If this mall is far enough out in the absolute hinterlands, I guess it’s possible noone can find any viable use for the covered space and surrounding infrastructure; even if it is available on a truly “abandoned,” as in “40 acres, bring your own mule,” basis (There are some abandoned mining and trapping camps in Alaska like that…). But my guess is, it’s not. Instead, it’s merely “abandoned” in the newspeakian meaning of the word. Hence kept from putting the kind of downward pressures on surrounding rents that it would have in a free market.

And, back to LA and SF: Rents are multiples of what would be required to cover building the amount of space covered in this mall. Ditto in many, likely most, populated areas of America. Yet additional space isn’t being built. Additional square feet isn’t being made available at nearly the rate required to keep rents for new construction at breakeven or a bit above. With older, “abandoned” space being much cheaper, the way older Iphone generations, and all aging products in free markets, are. If it was, in the areas people actually live, work and hence are maximally available to shop, local retail would be much more viable in competition with eCommerce, than it is now.

Carl_R
Carl_R
5 years ago
Reply to  Stuki

I can’t speak to the California market, but I can tell you that not all markets are as restricted as what you describe. For example, in Houston, they used to have no zoning laws, so anyone could put a mall anywhere they wanted. I don’t know if that’s still true, but I suspect that mall rents are high even in Houston. One mall here was not demolished, as what happened in Akron, but rather the landlord converted the facade into big box spaces, and the back into offices and a large laser tag area, and the movie theater added an outside entrance.

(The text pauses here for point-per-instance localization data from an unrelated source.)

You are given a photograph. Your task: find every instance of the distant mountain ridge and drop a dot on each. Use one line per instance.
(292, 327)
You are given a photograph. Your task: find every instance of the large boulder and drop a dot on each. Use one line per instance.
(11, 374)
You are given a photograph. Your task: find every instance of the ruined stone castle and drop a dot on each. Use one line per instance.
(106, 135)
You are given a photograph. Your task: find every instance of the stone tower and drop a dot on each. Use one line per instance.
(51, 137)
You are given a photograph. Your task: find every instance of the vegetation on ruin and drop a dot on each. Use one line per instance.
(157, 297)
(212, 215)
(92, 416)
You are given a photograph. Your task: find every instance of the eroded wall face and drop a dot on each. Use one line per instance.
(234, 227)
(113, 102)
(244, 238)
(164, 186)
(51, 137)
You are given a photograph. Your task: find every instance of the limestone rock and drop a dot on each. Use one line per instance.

Don’t get me wrong, I have no love for Mall owners. They can be dishonest, corrupt people who lie to your face. I had that kind of experience with one. “Oh, absolutely, we want to renew your lease”. “You haven’t gotten your renewal yet? I’ll check on it, and make sure you get it right away”. “You have 30 days to get out. We do have another, less desirable space, one where no tenant has ever survived for more than 6 months, and we’d be happy to rent that to you for only triple what you are paying now”. I watched a man I knew build a hugely successful business in one, and then right before his busy season, was handed a 30 day letter. He moved into a vacant space down the street, but 30 days after he left, his former space re-opened with a direct competitor of his taking his place. I watched as a local jeweler had his rent tripled after a national chain bought the mall, and then, with the ink barely dry on the new lease, the mall brought not one, but three national jewelry chains to the mall. So, yes, mall owners can be, and often are, scum.

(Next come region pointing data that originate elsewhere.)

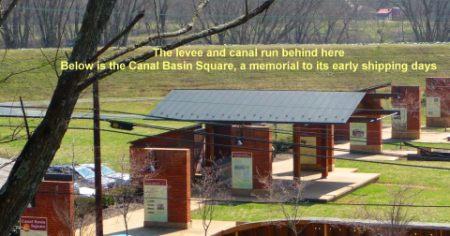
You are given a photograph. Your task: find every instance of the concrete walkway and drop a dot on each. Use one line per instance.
(115, 226)
(338, 183)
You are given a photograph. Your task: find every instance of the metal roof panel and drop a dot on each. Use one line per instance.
(258, 106)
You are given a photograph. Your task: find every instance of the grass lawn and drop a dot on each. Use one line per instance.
(78, 143)
(432, 185)
(399, 145)
(428, 187)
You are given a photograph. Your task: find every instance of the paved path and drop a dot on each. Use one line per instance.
(115, 225)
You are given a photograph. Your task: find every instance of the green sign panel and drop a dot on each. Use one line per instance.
(155, 200)
(242, 170)
(358, 133)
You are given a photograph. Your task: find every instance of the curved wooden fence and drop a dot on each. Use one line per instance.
(321, 227)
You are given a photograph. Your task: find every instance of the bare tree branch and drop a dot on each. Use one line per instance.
(185, 40)
(118, 37)
(159, 35)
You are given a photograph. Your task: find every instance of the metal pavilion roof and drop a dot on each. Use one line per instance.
(258, 106)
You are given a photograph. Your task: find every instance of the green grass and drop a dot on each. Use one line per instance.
(399, 145)
(428, 187)
(38, 85)
(79, 143)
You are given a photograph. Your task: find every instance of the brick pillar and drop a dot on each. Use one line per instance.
(366, 137)
(54, 206)
(209, 139)
(313, 159)
(256, 141)
(342, 132)
(407, 124)
(172, 177)
(438, 102)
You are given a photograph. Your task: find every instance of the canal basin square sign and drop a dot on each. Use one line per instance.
(358, 133)
(33, 226)
(433, 107)
(155, 200)
(242, 170)
(400, 120)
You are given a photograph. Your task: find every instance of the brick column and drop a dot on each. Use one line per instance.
(366, 137)
(319, 158)
(53, 205)
(438, 102)
(257, 141)
(406, 125)
(342, 132)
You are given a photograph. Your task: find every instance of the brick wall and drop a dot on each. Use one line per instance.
(180, 138)
(55, 201)
(439, 88)
(324, 143)
(257, 140)
(409, 99)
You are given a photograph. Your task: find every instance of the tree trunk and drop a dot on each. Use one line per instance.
(39, 151)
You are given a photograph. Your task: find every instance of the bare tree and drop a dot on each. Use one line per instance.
(16, 30)
(394, 219)
(6, 9)
(40, 149)
(429, 20)
(287, 195)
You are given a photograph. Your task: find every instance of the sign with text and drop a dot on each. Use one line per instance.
(241, 170)
(155, 200)
(433, 107)
(358, 133)
(400, 120)
(308, 152)
(33, 226)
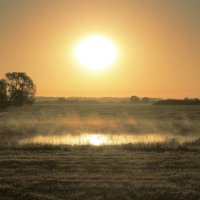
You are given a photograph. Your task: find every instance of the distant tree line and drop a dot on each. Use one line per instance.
(186, 101)
(16, 89)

Nevertheless, I also recognize that for years they were able to provide tenants with a reliable customer flow, such that a good tenant could generate sufficient profit to afford the rent. Rents were often a minimum, with a percentage of sales override. Thus, the mall had an incentive for the store to succeed; the more more the store sold, the more rent they paid. It was a symbiotic relationship that allowed both tenant and mall owner to profit. Ever wonder why malls have become ubiquitous, with every mall in the country looking exactly the same? It’s because only a few stores are profitable enough to afford those rents, and so they end up in every mall.

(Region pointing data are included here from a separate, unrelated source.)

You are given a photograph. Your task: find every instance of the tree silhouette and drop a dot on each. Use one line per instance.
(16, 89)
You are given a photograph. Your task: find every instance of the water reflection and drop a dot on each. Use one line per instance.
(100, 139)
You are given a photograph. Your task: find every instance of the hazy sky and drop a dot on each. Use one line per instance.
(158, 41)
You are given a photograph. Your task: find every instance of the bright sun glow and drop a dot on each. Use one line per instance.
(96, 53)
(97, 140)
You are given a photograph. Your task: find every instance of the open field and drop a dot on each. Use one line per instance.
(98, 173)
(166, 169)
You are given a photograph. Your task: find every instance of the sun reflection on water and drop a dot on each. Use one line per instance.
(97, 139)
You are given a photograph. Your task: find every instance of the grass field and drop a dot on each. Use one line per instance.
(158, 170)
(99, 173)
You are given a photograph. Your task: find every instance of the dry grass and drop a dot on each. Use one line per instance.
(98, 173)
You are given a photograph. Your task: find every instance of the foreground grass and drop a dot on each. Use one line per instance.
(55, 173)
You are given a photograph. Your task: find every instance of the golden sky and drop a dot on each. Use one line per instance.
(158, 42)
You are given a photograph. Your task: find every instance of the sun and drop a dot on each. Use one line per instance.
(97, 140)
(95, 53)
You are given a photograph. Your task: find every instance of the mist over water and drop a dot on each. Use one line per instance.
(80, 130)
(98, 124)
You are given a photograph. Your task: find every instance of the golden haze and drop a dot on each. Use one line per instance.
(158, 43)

I see this changing. I see people preferring to shop online, and less eager to fight the crowds at the mall. Mall stores are heavily leveraged to sales – they need very high sales and margins to pay their rents. A drop in either, and their profits could evaporate. Mall owners are also heavily leveraged, with high levels of debt. A drop in sales in the malls that erases some of their tenants, and causes resistance to rent increases will put some of the malls themselves at risk, too. I think we will see a huge shakeout. Right now it is the big box type stores like KMart, Shopko and Payless Shoes, and the department stores, like Sears and Pennys that are closing, but the malls are going to see some effects, too, in my opinion.

Carl_R
Carl_R
5 years ago
Reply to  Stuki

I just remembered something ironic. The store I lost the lease on, some 25 years ago, the space was given to another tenant. That tenant was none other than JC Penny.